Den Gelegenheitstrinkern sei noch mit an die Hand gegeben: Bier und Gesundheit schließen
einander nicht zwingend aus. Epidemiologische Untersuchungen geben Anlaß zur Hoffnung: „Bier
in Maßen“, so die Mediziner, „ist gesundheitsfördernd“ und hat, man höre und staune, „sogar
günstige Wirkungen auf Blutdruck, Elektrolythaushalt, Fettstoffwechsel und vermindert
Herzkreislauferkrankungen.“ Ein Freibrief zum Saufen? Natürlich nicht, denn als Faustformel
für männliche Biertrinker gilt noch immer: acht ml Bier (5% Alkoholgehalt) pro kg
Körpergewicht. Also spätestens nach drei Bieren: Finger weg vom Steuer! Frauen sind hier
naturgemäß etwas benachteiligt und bauen den Alkohol langsamer ab. Ausnahmen bestätigen
natürlich die Regel, denn bei so manchen ist sprichwörtlich Hopfen und Malz verloren.
Jetzt aber noch ein paar nützliche Tips zum Biergenuß an sich: Das Gebräu darf natürlich weder
zu warm, noch zu kalt sein. Schon bei der Lagerung sollte man darauf achten, daß das Bier
kühl, trocken, dunkel und stehend (also am besten im Keller) aufbewahrt wird. Aus diesem Grund
wird der Gerstensaft übrigens auch vorzugsweise in dunkle Flaschen abgefüllt, denn Licht wirkt
sich nachteilig auf den Geschmack aus. Auch wenn man seine kühlen Freudenspender viel länger
als sechs Wochen unangetastet herumstehen läßt, sollte man beim Öffnen nicht mehr auf die
volle Geschmacksentfaltung warten.

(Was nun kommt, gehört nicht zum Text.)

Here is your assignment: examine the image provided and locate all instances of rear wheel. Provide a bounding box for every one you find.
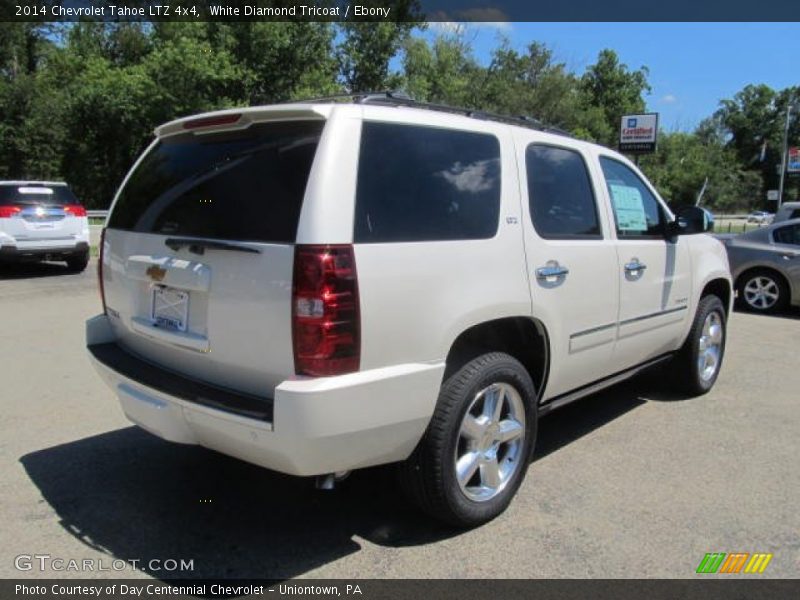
[673,295,727,396]
[67,252,89,273]
[400,352,537,527]
[737,269,789,313]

Wenn man diese Hinweise beachtet, steht dem puren Genuß
fast nichts mehr im Wege.
Aber auch nur fast. Also liebe Kinder, gebt fein Acht: Das Bierglas, wenn
denn überhaupt eins verwendet wird, sollte beim Eingießen immer schön angeschrägt werden. Sonst wird es mit einer
ordentlichen Pils-Blume nie was! Ebenso schwierig wird das Ganze, wenn das Bier zu kalt oder
zu warm ist, denn dann gibt es entweder „echte“ Maurerbrause oder ein komplettes Schaumbad.
Wer es perfekt organisieren will, sollte sein Bierchen auf sieben bis neun Grad temperieren.

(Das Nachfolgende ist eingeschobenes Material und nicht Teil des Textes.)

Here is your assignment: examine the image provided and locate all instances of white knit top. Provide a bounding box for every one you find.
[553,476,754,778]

Doch auch das genialste Bier sollte man nicht bis zum Abwinken trinken. Doch auch in diesem
Fall gibt es Hilfe: Reformhäuser bieten dem verkaterten Biertrinker lindernde Hilfe an. Hier
gibt es das sogenannte Silicea-Balsam: Das Geheimrezept gegen den Kater. Es beruhigt die
Magenschleimhaut, bindet die durch das Trinkgelage aktivierten Darm- und Stoffwechselgifte und
erleichtert die Ausscheidung! Na denn, wohl bekomm’s!